Moshe Gafni, head of the Knesset Finance Committee, refused yesterday to approve a NIS 3.5 million payment for an expert to advise the Kedmi Committee on food prices.
"It is completely insane to hire a consultant for eight weeks at a cost of NIS 3.5 million," Gafni said.
There are plenty of people who would be delighted to advise the committee on how to lower food prices in Israel, he said: "Give the money to dairy farmers, not to advisers," the parliamentarian said.
Noam Stern, a representative of the Finance Ministry, had told the Kedmi Committee that the money was meant to hire an adviser to the committee headed by Sharon Kedmi, director-general of the Ministry of Industry, Trade and Labor. Uncowed by Gafni's outrage, he told the committee that the issues are "highly complex" and involve international comparisons, which is why the ministry preferred to hire an Israeli consultancy for assistance.
"We aren't sure we'd use the entire amount," Stern said. "But we want the committee to approve NIS 3.5 million."
"I am prepared to come myself and advise the Kedmi Committee on a voluntary basis," Gafni answered him. "This request is insane and senseless."
The Finance Ministry commented that the ministers directed the Kedmi Committee to thoroughly investigate the food industry and consumer goods sector for the purpose of consolidating recommendations: "Because of the complexity of the area, which involves thousands of elements - manufacturers, importers and retailers, as well as regulatory aspects - thorough, fundamental market analysis is needed, including a great many international, sometimes complex, comparisons."
The Finance Ministry added that because of the tight timetable set for the Kedmi Committee, and because of the unique nature of its inquiry, connections with international research agencies are necessary in order to obtain data on prices in other countries, and to study alternative market structures and regulation, for instance.
Because the committee will be dealing with research agencies in Israel that have their own interests, the committee wanted assistance from an objective, experienced and reputed advisory body - the Israeli arm of an international consultancy, the ministry explained.

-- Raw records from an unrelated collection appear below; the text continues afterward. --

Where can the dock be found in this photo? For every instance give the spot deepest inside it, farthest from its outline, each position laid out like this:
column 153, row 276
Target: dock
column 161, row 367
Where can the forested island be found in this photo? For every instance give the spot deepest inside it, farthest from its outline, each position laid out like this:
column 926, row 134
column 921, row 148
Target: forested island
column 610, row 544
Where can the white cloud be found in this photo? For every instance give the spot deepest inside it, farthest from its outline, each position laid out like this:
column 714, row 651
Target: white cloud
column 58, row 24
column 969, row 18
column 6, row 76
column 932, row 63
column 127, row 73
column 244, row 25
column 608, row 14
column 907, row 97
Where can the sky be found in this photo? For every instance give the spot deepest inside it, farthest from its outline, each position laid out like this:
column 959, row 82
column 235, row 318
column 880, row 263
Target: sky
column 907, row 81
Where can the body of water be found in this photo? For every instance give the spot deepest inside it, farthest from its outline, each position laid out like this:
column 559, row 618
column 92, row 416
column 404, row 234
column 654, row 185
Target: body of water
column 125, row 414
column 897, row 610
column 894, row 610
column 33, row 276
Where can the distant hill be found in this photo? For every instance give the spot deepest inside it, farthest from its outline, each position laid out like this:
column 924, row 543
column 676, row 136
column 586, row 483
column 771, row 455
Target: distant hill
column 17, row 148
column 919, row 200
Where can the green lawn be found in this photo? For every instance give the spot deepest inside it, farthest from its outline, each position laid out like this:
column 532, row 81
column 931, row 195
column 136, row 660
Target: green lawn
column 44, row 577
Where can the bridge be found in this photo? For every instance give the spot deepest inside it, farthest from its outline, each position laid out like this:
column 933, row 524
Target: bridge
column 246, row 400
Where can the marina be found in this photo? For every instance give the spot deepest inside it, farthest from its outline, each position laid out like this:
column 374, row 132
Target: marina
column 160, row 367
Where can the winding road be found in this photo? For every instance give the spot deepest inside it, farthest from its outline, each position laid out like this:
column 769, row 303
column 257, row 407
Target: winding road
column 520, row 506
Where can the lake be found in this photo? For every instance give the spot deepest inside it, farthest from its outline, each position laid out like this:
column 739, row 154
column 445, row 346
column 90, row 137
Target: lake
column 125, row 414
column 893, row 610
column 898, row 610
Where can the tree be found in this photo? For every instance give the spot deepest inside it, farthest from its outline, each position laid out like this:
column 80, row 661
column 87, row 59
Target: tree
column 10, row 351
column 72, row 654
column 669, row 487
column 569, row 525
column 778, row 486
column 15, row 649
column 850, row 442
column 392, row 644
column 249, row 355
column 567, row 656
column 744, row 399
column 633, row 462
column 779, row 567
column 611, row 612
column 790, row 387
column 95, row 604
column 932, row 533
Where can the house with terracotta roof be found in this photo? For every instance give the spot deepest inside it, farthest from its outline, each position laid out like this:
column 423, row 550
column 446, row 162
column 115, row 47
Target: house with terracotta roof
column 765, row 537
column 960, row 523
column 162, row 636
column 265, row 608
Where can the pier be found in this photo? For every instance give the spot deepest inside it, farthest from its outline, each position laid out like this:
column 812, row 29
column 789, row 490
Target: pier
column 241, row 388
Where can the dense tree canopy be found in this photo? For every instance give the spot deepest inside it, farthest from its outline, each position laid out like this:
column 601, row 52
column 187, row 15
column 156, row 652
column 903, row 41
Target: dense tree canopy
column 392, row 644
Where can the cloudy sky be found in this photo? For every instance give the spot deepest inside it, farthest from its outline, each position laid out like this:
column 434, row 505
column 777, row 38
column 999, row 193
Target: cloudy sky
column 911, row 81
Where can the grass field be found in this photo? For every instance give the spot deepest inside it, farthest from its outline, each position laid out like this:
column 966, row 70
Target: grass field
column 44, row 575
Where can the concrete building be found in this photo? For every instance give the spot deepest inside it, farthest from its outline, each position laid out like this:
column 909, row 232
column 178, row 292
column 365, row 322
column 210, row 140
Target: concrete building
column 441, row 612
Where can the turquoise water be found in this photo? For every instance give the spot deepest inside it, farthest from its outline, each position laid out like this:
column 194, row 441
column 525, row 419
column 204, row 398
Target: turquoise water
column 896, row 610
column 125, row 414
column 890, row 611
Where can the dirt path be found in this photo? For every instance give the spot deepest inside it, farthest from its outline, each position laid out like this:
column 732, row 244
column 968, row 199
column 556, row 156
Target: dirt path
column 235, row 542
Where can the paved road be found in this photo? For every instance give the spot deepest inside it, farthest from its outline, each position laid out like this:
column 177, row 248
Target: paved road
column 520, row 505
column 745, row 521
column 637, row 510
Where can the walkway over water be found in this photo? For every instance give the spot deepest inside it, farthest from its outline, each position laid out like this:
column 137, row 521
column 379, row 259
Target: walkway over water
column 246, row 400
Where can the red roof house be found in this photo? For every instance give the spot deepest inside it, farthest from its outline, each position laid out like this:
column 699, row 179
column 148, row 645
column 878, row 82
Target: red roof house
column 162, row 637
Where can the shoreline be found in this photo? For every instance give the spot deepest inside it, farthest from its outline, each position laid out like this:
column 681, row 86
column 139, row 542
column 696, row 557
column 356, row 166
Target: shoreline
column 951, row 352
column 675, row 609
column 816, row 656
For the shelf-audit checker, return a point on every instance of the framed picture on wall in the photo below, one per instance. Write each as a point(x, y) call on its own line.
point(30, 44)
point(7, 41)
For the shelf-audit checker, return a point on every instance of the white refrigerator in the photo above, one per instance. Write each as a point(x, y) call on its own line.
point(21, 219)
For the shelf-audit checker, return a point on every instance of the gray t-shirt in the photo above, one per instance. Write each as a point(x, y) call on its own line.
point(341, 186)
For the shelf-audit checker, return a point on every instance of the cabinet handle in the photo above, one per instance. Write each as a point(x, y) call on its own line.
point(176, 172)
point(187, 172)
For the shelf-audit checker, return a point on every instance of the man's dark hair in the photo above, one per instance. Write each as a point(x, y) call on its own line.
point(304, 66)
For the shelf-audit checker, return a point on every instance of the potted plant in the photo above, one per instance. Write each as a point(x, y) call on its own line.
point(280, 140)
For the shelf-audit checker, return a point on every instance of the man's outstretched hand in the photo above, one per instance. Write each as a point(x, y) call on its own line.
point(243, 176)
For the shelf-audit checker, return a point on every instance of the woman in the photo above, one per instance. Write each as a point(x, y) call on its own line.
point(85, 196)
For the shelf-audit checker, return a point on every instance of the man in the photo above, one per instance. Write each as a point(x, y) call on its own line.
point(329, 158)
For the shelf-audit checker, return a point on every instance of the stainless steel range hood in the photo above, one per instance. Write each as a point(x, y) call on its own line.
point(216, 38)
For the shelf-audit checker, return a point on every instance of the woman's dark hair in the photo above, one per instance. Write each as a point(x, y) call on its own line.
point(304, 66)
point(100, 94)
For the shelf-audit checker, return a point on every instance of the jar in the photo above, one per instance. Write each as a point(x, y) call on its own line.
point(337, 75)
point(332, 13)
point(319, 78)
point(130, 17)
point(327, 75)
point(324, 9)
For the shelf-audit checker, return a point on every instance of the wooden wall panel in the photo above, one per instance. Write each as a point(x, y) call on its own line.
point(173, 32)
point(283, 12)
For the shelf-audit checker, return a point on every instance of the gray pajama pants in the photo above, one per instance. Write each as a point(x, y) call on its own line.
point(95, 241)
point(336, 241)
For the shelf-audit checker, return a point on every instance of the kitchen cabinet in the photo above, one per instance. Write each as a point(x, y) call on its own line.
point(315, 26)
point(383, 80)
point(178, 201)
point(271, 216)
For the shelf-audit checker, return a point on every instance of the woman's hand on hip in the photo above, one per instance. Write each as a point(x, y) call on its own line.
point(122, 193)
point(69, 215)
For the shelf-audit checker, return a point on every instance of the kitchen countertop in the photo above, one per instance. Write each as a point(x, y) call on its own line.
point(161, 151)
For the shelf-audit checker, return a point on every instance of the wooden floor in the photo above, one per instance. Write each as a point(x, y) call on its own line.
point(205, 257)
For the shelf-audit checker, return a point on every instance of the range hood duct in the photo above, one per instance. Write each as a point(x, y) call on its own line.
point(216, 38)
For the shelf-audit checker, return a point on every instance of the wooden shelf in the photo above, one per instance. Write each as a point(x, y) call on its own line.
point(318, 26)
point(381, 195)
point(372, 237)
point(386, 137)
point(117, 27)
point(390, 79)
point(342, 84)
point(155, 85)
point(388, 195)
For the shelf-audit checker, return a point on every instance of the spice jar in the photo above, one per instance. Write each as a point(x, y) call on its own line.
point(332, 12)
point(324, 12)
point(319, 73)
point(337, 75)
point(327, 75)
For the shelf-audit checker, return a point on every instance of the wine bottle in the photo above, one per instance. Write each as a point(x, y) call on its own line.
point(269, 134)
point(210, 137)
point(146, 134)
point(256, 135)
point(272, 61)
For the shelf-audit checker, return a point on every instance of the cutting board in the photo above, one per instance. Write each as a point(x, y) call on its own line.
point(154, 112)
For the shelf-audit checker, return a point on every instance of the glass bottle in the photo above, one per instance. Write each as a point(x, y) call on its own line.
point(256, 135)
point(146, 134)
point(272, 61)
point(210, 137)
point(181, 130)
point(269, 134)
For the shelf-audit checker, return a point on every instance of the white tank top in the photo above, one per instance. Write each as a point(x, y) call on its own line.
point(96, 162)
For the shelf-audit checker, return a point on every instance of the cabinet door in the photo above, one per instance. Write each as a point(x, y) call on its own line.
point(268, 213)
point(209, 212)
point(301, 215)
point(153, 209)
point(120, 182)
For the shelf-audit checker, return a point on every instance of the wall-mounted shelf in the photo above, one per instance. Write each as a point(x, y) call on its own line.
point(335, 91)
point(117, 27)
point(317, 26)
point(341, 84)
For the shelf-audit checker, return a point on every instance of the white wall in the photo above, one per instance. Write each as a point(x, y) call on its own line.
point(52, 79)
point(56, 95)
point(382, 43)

It also clarified that the amount wasn't necessarily intended for one person, but several: What the Finance Ministry wanted the Knesset Finance Committee to approve was a ceiling of expenditures for a number of possible consultants. "Because of the nature of things, we set the ceiling high to enable maximal flexibility and minimal loss of time on administrative procedures," the ministry stated.
The Kedmi Committee is studying why dairy prices have risen to their present levels, and it is supposed to advise the government on how to act.